こいつは「アゲハヒメバチ」という種類のヒメバチ科の昆虫。

もちろん、ナミアゲハは死にました。

サナギになっている間に体を食われていったのだ。

幼虫がサナギになって、羽の生えた成虫になって出てくる瞬間をタイムラプスを回してまで待っていたのに、出てきたのはハチ。
家族全員ショックを受けた。


これを見た僕の父は、「こいつ虫かごに一生閉じ込めとこうぜ」

と言った。要するにコロスということだ。


ここで、僕はこの父の発言に違和感を持った。

アゲハヒメバチだって、奴らなりの方法で必死に生きているんだと。

いや、むしろそれしか生き残る方法がないんだ。

しかし、自分勝手な人間は「チョウのほうが大事」と考え、チョウに寄生するハチを悪とみなす。

そして、ハチを殺そうとしている。

果たしてハチは悪なのか。

僕はそうは思わない。
なぜならチョウは寄生バチが存在しているにも関わらず現代まで種が存続しているから。寄生バチも生態系の一部を担っているから。

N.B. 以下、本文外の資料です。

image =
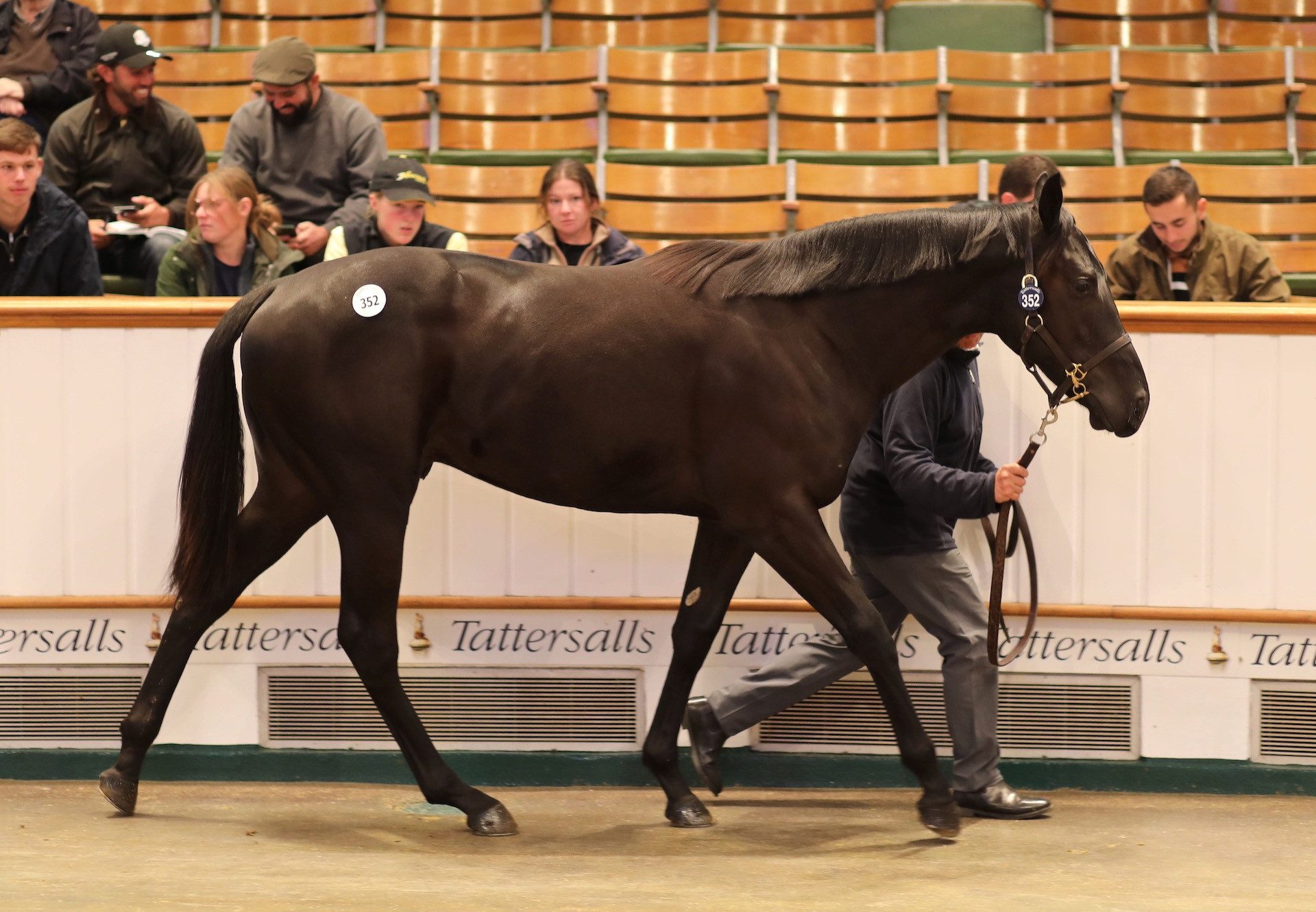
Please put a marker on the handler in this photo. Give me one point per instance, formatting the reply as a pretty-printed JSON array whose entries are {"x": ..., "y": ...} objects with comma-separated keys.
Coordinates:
[{"x": 916, "y": 470}]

でも、神道の考え方をするならば、人間は自然の一部であって、人間がほかの生物を嫌うことだって当然ある。ゆえに、ハチを殺すのは悪ではない。
そういう考え方もある。

それでも、人間って、言われれば物事を『公平に』考えることができる賢い動物だと思うんだ。だからこそ、一部の人間の『チョウの命のほうが重い』というエゴだけで殺されてしまうハチが、どうしても不憫に思えてならない。


これ(=人間のエゴに振り回されるものたち)は他の様々な事象においてもいえる。

あなたは、物事を公正公平にとらえることはできているだろうか。


「人間は公正公平に物事をとらえるべきだ」というのも僕という人間のエゴなんですけどね。